Meghan Markle was deliberately sparking controversy — even before Megxit — as part of a concerted PR plan to “make her into the most famous person on Earth,” according to a royal biographer.
Lady Colin Campbell — who previously wrote about Prince Harry’s mother, Princess Diana — said she only focused attention on the couple because she learned Markle was “getting up to all sorts of things in America that she was strictly forbidden from doing as a royal.”


“Mostly Meghan, but with Harry’s connivance,” the 71-year-old biographer told Graham Norton on his BBC radio show, accusing the Duchess of Sussex of meddling in commercial enterprises as well as politics.
“And also instructing her PR people that they were to make her into the most famous person on Earth,” Campbell insisted of Markle’s apparent strategy last year.


The long-time royal watcher said it was “a very deliberate policy.”
“And it has to involve a tremendous amount of controversy — otherwise you’re just not that famous,” she added.
But Campbell conceded that she herself is “absolutely” feeding into that plan by penning her book, “Meghan and Harry: The Real Story.”
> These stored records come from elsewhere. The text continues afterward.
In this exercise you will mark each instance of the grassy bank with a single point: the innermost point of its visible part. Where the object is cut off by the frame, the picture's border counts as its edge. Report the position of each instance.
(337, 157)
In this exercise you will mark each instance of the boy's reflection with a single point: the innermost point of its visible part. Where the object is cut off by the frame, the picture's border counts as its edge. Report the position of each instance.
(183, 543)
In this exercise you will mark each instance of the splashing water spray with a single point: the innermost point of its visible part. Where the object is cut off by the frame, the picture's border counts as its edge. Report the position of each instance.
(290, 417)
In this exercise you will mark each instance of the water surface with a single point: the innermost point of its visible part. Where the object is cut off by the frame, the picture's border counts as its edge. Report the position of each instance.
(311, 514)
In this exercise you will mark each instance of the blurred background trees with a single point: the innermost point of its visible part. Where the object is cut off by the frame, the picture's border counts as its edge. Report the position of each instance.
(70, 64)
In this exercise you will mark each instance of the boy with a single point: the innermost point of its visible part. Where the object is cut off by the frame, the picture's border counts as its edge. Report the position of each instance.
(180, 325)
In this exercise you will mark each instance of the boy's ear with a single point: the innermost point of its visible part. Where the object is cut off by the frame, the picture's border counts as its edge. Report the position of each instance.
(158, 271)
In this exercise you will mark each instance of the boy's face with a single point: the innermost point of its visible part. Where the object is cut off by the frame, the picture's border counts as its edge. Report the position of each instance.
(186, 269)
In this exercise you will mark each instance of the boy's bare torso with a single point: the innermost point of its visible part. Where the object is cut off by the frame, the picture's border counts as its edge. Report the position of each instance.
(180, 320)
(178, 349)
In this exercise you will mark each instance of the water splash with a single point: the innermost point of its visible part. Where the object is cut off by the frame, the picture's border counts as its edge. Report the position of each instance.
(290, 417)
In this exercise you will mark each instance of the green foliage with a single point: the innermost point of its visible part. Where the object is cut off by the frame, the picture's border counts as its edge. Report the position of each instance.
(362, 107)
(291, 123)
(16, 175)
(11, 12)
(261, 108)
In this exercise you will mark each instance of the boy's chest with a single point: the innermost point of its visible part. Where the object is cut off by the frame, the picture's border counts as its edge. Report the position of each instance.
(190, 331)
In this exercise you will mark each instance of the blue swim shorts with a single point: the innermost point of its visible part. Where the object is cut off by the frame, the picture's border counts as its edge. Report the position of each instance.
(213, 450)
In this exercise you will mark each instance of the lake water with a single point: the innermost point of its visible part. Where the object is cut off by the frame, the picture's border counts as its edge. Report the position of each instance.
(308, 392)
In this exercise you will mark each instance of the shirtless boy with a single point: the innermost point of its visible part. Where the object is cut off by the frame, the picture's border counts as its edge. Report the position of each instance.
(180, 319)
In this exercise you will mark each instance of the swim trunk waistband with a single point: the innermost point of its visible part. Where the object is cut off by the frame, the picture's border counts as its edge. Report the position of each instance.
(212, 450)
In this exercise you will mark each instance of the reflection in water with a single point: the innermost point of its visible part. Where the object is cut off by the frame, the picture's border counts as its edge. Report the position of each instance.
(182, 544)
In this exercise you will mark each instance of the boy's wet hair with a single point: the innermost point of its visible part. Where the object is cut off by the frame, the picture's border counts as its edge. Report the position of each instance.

“I think it’s history in the making, and I don’t care if she ends up being the most famous person on Earth or not,” she told Norton on the BBC podcast posted Saturday. “I [just] care that there is an interesting story to be told.”
The biographer also claimed that once she started writing her book, the Sussexes tried to “influence the narrative through mutual friends.”
“Harry, on Meghan’s behalf, got a great friend of his to sell me a load of rubbish about Meghan and her relationship with her father,” she told Norton. “I completely erupted because I knew it was completely untrue.”
The Sussexes did not immediately respond to a request for comment.